Lifting the Curse of Capacity Gap in Distilling Language Models
This addresses the challenge of efficiently compressing large language models for deployment, though it is incremental as it builds on existing distillation and MoE techniques.
The paper tackles the problem of knowledge distillation for language models when there is a large capacity gap between teacher and student, which leads to performance deficiencies. They propose MiniMoE, a mixture of minimal experts that adds parameters without increasing inference compute, achieving state-of-the-art performance with a 50x compression rate while preserving 95% of the teacher's GLUE score.

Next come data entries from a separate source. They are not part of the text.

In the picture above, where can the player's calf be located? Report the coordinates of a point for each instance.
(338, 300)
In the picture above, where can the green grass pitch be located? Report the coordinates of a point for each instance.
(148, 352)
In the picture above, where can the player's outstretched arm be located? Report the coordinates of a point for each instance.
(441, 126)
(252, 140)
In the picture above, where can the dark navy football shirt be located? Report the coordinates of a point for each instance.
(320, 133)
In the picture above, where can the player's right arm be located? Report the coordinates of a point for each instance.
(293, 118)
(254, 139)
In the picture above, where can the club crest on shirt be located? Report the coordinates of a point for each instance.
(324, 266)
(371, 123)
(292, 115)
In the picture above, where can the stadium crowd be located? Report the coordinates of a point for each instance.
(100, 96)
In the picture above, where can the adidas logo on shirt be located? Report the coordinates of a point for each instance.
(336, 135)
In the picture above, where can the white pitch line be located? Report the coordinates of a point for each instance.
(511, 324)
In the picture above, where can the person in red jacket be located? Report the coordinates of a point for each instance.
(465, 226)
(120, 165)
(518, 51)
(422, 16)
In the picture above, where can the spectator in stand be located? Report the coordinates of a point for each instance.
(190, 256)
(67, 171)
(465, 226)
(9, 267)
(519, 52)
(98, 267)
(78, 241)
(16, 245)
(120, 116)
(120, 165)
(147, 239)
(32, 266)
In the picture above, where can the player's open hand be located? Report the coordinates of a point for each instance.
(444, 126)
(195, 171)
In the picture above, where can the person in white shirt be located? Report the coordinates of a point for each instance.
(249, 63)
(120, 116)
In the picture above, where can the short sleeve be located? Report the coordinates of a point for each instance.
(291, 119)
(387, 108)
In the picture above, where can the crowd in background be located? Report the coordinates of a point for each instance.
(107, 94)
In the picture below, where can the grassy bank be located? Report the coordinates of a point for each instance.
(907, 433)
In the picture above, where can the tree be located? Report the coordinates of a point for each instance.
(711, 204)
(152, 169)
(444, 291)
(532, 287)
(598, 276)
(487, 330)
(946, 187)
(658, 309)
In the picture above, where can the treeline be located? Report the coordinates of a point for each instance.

Pretrained language models (LMs) have shown compelling performance on various downstream tasks, but unfortunately they require a tremendous amount of inference compute. Knowledge distillation finds a path to compress LMs to small ones with a teacher-student paradigm. However, when the capacity gap between the teacher and the student is large, a curse of capacity gap appears, invoking a deficiency in distilling LMs. While a few studies have been carried out to fill the gap, the curse is not yet well tackled. In this paper, we aim at lifting the curse of capacity gap via enlarging the capacity of the student without notably increasing the inference compute. Largely motivated by sparse activation regime of mixture of experts (MoE), we propose a mixture of minimal experts (MiniMoE), which imposes extra parameters to the student but introduces almost no additional inference compute. Experimental results on GLUE and CoNLL demonstrate the curse of capacity gap is lifted by the magic of MiniMoE to a large extent. MiniMoE also achieves the state-of-the-art performance at small FLOPs compared with a range of competitive baselines. With a compression rate as much as $\sim$50$\times$, MiniMoE preserves $\sim$95\% GLUE score of the teacher.